Ed. Gallimard, janvier 2016, traduit de l'anglais (USA) par Clélia Laventure, 384 pages, 21 euros.
Les lecteurs qui connaissent et apprécient la filmographie de David Cronenberg ne seront pas déçus. Consumés est un condensé des obsessions et des visions de l'auteur relayées de film en film. Tout y est : vision du corps martyrisé, mutilé ou dégradé, ambiance malsaine, sexualité déviante, le tout baignant dans un univers high-tech au service de l'assouvissement des névroses.
Mais Consumés est aussi un roman qu'on peut qualifier de policier, même si les protagonistes mènent une enquête en rien officielle. Le duo amis/amants Nathan et Naomi parcourt le monde à la recherche de sujets trash qui leur fourniront de la matière pour vendre leurs articles à sensation. De passage à Paris, Naomi s'intéresse au meurtre de Célestine Arosteguy, qui, avec son époux Aristide, formait un couple de philosophes en vue. La victime a été tuée et son corps a été découpé en morceaux et consommé.

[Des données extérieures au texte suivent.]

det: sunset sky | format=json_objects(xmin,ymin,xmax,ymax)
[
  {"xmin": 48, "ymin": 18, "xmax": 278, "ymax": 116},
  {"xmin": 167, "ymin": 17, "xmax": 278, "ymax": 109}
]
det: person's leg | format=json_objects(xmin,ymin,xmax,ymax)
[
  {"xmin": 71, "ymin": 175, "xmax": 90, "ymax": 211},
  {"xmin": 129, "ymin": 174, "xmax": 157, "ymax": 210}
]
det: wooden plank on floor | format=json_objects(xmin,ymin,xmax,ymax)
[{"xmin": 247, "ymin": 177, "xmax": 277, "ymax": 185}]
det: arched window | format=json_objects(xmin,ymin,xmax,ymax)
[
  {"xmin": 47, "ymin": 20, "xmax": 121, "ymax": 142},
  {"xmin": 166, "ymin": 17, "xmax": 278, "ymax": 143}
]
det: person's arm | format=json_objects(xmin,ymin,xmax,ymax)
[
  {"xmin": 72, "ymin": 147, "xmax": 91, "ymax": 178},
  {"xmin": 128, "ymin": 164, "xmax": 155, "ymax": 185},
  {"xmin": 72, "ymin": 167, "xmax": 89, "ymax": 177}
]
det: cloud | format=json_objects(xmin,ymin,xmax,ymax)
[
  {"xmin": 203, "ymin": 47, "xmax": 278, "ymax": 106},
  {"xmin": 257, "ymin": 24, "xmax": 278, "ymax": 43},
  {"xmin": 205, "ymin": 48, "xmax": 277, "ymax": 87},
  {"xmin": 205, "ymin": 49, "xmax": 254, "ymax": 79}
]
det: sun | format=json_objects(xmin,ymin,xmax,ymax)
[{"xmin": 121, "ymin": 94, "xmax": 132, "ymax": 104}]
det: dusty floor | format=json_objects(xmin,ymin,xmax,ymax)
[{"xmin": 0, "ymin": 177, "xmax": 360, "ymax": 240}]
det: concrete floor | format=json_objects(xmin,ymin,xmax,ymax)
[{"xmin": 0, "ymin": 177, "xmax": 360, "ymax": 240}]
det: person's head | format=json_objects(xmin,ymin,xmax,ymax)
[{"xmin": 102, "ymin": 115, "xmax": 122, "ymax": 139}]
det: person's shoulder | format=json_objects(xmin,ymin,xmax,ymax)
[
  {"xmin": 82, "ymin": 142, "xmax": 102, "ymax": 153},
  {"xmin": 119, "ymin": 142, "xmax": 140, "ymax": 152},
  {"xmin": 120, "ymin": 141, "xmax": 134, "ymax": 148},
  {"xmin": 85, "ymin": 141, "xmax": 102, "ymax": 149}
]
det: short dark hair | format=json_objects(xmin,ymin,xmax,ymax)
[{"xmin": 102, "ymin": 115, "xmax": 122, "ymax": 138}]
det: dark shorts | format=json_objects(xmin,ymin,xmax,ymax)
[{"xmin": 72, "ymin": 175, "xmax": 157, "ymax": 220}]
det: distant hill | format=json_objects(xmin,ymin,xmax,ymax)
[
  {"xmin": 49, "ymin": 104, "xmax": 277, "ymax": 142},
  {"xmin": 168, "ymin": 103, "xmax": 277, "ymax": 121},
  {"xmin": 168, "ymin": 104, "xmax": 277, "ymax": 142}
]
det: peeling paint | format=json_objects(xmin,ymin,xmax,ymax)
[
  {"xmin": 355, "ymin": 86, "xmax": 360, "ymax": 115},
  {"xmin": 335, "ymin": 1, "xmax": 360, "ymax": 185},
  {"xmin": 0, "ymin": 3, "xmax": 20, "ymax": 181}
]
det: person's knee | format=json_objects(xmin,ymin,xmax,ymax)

Dans le même temps, Nathan est à Toronto, auprès du Docteur Roiphe, découvreur de la maladie vénérienne qui porte son nom et que Nathan a contractée, suite à une relation sexuelle avec une cliente atteinte d'un cancer en phase terminale.
Nathan et Naomi ne perdent jamais le contact. Cronenberg n'hésite d'ailleurs pas à refaire, dans chaque chapitre, l'inventaire des outils technologiques derniers cris en leur possession pour communiquer ou prendre des photos en gros plan de meilleure qualité. A force, on pourrait même penser que les reporters forment les candidats idéals pour une pub Apple...
Après avoir compilé les informations trouvées sur le net et celles glanées ça et là par des proches du couple Arosteguy, Naomi s'envole vers le Japon où se cache un Aristide soupçonné du meurtre de sa femme. Là, elle va côtoyer un homme que certains diront fou, d'autres brillant, capable de l'extrême au nom de l'amour et obsédé par un livre de Roiphe intitulé Consumés : de curieux antécédents médicaux.
Ainsi, alors qu'ils sont sur deux continents différents, leurs investigations se rejoignent, surtout quand Nathan découvre que la fille de Roiphe, Chase, a bien connu les Arosteguy ...
Dans Consumés, on ne fait pas l'amour, mais on baise, car l'acte sexuel est un moyen, jamais une fin. Le spectre de l'apotemnophilie (désir d'amputation) n'est jamais bien loin, et il est relié à l'obsession de la vieillesse. Alors que la première moitié du roman propose une intrigue certes linéaire, mais bien menée, la seconde moitié du récit pâtit d'exagérations qui mettent à mal la cohérence et la vraisemblance de l'intrigue. L'influence d'un film nord-coréen à propos de la culture des insectes sur la névrose de Célestine Arosteguy est tirée par les cheveux. Cronenberg explore des pistes très intéressantes qui sont ensuite abandonnées au profit du glauque et du malsain.
Premier roman du cinéaste, on retrouve tout ce qui fait son univers : sexe, meurtre, et autres déviances, ainsi que la passion dévorante pour les dernières technologies numériques. Finalement, l'écriture lui permet de prendre des libertés difficiles à montrer au cinéma, mais n'apporte rien de bien nouveau lorsqu'on connaît l'univers de l'auteur.
A noter, la traduction de qualité de Clélia Laventure qui rend facilement lisible et digeste un récit qui s'éparpille parfois.